Abdulbaki Todashev, whose 27-year-old son Ibragim was shot in Florida on May 22 while being interrogated by the FBI and Massachusetts State Police, spoke about his son through an interpreter at a news conference arranged by the two Florida law firms now representing his family.

"My son was a very good boy," Todashev said. "He was a good grandson for his grandparents, he was a good brother, he was a good neighbor, he was a good family member, we loved him very much and he loved us back. "

He said his only hope was justice for his son.

The elder Todashev recently arrived in the United States from Russia to retain the lawyers now looking into possible civil action against the FBI. His son's death stemmed from a probe into the Boston Marathon bombing on April 15, which killed three people and injured more than 260.

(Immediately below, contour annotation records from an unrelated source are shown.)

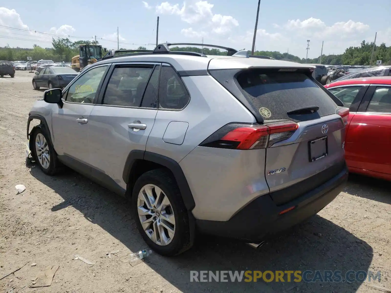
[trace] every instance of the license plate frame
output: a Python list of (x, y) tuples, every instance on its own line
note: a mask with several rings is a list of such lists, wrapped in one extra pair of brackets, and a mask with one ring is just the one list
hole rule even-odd
[[(323, 152), (319, 155), (314, 156), (314, 150), (312, 150), (312, 146), (317, 143), (319, 144), (321, 143), (324, 143), (325, 144), (325, 152)], [(308, 159), (310, 162), (315, 162), (318, 160), (326, 157), (328, 155), (328, 141), (327, 136), (322, 136), (321, 138), (317, 138), (313, 140), (310, 141), (308, 142)]]

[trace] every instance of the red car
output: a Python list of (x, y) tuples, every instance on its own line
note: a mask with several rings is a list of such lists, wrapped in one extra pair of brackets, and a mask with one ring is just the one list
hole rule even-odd
[(391, 77), (347, 79), (325, 87), (349, 108), (345, 151), (350, 172), (391, 180)]

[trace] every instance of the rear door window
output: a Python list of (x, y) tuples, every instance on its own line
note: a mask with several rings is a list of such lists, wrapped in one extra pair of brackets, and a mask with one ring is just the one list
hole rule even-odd
[(362, 87), (362, 86), (341, 87), (330, 89), (329, 90), (343, 103), (344, 107), (349, 108)]
[(104, 105), (140, 107), (153, 66), (118, 67), (110, 78), (103, 97)]
[[(250, 70), (239, 73), (236, 79), (243, 95), (263, 120), (305, 121), (335, 113), (336, 104), (304, 73)], [(287, 114), (314, 106), (319, 107), (317, 112)], [(260, 117), (256, 118), (259, 120)]]

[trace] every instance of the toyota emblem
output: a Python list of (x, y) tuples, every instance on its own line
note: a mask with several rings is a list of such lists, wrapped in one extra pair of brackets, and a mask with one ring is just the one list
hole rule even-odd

Ibragim Todashev, who trained as a mixed martial arts fighter, was an acquaintance of Marathon bombing suspect Tamerlan Tsarnaev and worked out at the same gym used by Tsarnaev in Boston before moving to Florida, according to attorney Eric Ludin.

The FBI has said Todashev was being questioned at his apartment in Orlando when he suddenly attacked an agent and was shot and killed. His father has openly questioned that account and said his son was unarmed when he was shot seven times.

He has also dismissed U.S. media reports following his son's death suggesting his son may have grabbed a kitchen knife or tried to wrest a gun from an agent as "absurd," saying there was no reason trained officers could not subdue a lone young man without killing him.